Esra Yeniaras and Murat Cenk

Abstract: Efficient computation of polynomial multiplication for characteristic three fields, $\mathbb{F}_{3^{n}}$ for $n\geq1$, is an important attribute for many cryptographic protocols. In this paper, we propose three new polynomial multiplication algorithms over $\mathbb{F}_{3}[x]$ and show that they are more efficient than the current state-of-the-art algorithms. We first examine through the well-known multiplication algorithms in $\mathbb{F}_{3}[x]$ including Karatsuba-2-way and 3-way split formulas along with the recent enhancements. Then, we propose a new 4-way split polynomial multiplication algorithm and an improved version of it which are both derived by using interpolation in $\mathbb{F}_{9}$. Moreover, we propose a 5-way split multiplication algorithm, and then compare the efficiencies of these algorithms altogether. We apply the proposed algorithms to the NTRU Prime protocol, a post-quantum key encapsulation mechanism (KEM), submitted to the NIST PQC Competition by Bernstein et al., performing polynomial multiplication in characteristic three fields in its decapsulation phase. We observe that the new hybrid algorithms provide a $12.9\%$ reduction in the arithmetic complexity. Furthermore, we implement these new hybrid methods on Intel (R) Core (TM) i7-9750H architecture using C and obtain a $37.3\%$ reduction in the implementation cycle count.

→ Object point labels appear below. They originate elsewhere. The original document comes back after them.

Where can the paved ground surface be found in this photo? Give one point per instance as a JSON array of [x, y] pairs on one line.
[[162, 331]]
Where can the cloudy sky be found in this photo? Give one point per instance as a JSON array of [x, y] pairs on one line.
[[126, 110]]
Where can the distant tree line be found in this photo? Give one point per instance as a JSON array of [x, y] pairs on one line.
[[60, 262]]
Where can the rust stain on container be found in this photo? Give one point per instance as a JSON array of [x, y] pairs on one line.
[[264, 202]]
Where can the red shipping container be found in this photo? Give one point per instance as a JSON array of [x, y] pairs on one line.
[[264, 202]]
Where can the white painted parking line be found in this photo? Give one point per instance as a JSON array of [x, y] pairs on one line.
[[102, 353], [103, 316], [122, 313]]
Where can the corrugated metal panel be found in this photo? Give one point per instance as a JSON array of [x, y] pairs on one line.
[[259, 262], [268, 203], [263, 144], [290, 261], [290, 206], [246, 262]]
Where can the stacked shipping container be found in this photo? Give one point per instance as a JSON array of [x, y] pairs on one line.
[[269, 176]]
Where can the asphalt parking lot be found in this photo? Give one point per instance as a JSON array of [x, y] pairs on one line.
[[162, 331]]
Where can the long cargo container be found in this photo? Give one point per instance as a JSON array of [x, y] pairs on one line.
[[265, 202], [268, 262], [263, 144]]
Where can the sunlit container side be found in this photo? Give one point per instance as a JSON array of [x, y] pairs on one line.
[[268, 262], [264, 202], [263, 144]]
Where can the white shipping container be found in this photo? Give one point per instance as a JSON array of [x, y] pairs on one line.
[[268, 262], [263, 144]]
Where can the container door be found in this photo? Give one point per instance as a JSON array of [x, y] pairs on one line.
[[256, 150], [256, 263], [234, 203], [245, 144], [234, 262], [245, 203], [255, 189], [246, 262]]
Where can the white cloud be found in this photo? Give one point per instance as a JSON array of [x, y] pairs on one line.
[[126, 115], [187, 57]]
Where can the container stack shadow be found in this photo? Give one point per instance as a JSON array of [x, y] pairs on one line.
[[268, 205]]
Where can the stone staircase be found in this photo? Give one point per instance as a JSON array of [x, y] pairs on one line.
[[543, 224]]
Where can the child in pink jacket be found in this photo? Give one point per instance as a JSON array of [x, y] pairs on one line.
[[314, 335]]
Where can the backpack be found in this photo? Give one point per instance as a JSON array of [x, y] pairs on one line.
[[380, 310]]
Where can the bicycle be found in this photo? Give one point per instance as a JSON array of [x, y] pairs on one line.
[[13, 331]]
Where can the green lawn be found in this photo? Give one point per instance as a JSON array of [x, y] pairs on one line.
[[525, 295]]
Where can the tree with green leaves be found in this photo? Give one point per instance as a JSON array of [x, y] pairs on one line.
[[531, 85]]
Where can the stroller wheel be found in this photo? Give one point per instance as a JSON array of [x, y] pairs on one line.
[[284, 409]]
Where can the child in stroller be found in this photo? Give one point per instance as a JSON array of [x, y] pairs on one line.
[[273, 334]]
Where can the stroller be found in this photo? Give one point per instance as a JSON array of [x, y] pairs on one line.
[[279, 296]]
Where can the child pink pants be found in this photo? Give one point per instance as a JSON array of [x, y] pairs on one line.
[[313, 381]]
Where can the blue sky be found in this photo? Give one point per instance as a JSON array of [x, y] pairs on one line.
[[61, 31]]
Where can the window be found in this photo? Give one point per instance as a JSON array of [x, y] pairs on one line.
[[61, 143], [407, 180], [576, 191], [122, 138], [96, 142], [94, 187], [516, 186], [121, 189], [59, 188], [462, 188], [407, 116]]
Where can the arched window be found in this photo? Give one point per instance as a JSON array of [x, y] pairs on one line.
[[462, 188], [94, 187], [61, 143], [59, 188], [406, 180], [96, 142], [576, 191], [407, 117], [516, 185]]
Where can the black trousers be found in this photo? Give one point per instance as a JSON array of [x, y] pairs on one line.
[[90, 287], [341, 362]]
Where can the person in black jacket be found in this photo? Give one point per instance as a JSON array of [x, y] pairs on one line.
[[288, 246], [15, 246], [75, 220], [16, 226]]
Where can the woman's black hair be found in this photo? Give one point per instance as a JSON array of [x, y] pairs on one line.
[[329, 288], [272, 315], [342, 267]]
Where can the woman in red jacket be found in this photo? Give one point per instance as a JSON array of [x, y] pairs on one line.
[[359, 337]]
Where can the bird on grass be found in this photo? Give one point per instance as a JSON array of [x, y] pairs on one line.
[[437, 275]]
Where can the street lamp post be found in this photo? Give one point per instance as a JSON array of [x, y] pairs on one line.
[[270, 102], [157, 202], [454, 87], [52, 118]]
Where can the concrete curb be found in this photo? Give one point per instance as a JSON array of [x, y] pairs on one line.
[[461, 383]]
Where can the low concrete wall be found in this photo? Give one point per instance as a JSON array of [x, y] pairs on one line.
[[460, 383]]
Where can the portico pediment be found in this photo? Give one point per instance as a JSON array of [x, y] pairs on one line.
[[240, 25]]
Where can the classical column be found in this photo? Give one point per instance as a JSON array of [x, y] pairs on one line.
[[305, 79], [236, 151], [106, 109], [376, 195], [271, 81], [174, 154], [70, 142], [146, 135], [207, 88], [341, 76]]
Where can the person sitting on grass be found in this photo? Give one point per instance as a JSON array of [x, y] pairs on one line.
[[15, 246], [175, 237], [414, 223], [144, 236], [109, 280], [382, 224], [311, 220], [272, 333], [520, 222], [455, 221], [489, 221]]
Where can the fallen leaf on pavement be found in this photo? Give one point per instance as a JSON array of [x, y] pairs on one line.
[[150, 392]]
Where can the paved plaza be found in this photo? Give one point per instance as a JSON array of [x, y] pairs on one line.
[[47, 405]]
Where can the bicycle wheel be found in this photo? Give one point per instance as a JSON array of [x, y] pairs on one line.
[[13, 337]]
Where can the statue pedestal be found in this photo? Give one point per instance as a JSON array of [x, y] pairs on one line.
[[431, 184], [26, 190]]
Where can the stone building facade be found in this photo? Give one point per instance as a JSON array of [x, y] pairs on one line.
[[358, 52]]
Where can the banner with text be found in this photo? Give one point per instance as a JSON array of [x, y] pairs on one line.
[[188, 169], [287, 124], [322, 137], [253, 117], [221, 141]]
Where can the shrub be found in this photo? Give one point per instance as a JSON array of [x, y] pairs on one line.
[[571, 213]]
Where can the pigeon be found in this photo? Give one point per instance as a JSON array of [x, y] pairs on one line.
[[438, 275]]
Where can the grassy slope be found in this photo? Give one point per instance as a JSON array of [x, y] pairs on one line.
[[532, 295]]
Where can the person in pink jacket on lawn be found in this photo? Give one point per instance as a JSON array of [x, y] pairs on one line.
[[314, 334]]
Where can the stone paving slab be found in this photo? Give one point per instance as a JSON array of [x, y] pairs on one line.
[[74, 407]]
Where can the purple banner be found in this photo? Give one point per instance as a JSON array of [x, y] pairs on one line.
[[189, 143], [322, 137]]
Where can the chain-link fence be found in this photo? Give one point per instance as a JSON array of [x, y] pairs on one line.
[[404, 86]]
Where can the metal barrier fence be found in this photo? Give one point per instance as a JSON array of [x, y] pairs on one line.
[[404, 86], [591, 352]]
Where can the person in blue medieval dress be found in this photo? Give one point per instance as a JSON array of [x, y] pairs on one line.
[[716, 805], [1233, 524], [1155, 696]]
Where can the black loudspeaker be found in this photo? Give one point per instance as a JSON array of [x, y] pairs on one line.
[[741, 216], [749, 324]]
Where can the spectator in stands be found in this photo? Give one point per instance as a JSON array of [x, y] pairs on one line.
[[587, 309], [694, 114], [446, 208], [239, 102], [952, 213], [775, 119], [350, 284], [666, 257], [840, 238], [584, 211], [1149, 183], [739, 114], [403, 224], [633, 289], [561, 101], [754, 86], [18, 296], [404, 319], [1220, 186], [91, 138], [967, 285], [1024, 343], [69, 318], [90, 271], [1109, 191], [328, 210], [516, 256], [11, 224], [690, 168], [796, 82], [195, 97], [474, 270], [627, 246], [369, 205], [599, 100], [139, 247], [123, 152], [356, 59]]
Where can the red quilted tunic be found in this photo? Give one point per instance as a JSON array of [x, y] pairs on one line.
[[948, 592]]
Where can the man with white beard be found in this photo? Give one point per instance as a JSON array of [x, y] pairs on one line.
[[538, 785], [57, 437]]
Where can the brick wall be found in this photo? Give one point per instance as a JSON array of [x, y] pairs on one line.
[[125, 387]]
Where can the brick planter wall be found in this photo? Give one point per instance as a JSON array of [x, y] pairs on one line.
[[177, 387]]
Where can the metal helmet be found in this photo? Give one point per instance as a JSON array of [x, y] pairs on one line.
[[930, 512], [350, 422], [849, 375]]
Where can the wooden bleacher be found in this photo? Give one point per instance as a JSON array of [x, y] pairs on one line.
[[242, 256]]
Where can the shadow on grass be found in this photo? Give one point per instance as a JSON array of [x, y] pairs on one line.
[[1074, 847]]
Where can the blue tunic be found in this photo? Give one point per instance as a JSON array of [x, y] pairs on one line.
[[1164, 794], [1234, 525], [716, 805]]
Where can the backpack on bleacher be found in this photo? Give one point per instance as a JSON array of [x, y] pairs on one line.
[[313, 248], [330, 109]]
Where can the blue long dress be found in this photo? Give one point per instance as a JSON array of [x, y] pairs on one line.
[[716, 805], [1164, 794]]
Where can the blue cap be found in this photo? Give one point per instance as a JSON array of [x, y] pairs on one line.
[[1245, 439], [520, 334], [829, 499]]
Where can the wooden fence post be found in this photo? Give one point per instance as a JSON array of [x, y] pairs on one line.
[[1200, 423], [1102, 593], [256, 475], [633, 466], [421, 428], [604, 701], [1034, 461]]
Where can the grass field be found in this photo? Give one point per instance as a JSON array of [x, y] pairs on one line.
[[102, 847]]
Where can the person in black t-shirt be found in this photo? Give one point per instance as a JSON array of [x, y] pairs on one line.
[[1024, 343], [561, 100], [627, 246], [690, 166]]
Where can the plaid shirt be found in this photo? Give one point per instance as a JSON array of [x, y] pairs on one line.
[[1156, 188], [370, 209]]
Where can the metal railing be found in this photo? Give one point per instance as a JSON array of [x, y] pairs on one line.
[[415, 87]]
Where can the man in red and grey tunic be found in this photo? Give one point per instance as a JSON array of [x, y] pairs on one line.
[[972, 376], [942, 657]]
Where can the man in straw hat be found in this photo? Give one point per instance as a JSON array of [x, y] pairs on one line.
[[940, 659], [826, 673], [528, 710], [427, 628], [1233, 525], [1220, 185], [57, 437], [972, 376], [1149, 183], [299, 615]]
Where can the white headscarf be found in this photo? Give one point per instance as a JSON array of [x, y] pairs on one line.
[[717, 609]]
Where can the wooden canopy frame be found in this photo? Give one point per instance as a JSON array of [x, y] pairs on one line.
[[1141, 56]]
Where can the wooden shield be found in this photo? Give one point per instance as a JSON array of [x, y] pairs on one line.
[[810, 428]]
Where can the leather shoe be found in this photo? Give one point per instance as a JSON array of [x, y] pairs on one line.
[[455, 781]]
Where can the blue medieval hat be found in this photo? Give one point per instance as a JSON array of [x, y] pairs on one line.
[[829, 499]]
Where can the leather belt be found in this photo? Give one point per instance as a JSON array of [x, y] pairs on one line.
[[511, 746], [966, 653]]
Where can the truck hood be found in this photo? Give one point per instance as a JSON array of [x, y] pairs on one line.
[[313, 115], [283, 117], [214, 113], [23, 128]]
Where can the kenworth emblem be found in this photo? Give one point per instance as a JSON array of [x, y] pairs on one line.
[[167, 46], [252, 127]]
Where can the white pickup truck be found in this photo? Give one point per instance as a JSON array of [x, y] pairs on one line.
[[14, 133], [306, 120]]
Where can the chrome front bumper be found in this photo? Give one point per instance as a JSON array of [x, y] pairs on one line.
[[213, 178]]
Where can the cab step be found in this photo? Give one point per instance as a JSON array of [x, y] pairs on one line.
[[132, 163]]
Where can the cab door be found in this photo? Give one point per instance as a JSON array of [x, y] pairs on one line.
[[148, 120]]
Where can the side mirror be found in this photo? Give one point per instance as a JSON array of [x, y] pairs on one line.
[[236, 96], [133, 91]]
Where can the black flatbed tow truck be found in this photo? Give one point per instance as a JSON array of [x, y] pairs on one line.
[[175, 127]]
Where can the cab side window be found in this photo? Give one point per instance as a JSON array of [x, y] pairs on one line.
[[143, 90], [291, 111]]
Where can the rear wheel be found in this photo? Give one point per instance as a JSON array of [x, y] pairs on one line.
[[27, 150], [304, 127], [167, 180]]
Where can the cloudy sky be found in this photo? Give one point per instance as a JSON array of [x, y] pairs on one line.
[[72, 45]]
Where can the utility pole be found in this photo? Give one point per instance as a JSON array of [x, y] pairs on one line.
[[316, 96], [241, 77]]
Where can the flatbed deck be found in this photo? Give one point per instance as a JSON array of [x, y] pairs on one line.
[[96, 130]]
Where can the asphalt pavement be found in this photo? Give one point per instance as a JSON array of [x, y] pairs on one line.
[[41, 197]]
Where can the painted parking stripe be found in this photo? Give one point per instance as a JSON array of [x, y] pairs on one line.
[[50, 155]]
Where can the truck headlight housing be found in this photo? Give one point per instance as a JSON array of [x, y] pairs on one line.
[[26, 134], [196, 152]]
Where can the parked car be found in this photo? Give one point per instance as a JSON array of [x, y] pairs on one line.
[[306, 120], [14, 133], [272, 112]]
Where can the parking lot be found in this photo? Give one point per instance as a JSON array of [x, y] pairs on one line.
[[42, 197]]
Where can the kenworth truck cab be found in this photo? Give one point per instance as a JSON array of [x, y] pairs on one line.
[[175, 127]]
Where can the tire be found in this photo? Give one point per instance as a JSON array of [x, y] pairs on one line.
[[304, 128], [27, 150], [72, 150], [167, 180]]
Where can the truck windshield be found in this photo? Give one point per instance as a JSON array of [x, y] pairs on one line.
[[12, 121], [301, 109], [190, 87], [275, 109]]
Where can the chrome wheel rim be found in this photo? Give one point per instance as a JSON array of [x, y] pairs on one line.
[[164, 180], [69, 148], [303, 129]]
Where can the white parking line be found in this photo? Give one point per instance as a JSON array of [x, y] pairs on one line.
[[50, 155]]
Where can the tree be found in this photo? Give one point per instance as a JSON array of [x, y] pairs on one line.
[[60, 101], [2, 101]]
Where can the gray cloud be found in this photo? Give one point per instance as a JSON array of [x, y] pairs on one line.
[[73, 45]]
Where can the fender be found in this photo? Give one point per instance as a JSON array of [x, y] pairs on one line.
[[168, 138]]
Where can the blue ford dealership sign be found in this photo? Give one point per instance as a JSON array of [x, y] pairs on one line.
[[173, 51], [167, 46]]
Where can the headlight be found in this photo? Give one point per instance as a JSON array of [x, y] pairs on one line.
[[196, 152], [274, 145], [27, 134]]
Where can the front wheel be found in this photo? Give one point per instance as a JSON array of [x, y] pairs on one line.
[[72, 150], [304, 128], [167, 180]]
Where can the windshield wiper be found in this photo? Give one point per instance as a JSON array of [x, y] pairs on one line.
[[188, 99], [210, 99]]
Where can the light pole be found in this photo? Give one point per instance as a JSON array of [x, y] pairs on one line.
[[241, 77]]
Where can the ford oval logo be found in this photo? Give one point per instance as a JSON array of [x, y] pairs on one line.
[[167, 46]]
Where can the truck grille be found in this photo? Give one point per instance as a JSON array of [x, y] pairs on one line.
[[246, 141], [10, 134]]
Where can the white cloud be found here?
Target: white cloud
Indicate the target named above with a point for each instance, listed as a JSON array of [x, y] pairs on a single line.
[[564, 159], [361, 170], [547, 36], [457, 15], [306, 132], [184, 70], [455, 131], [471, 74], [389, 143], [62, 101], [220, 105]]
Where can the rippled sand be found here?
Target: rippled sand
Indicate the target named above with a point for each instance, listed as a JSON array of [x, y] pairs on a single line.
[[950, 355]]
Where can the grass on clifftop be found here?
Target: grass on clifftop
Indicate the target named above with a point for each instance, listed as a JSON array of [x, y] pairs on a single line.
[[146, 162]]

Category / Keywords: implementation / Polynomial multiplication, Karatsuba, Characteristic three fields, Key encapsulation, NTRU Prime, Lattice-based cryptography, Post-quantum cryptography

Date: received 24 Oct 2020

Contact author: yeniaras esra at metu edu tr,mcenk@metu edu tr

Available format(s): PDF | BibTeX Citation

Version: 20201026:092415 (All versions of this report)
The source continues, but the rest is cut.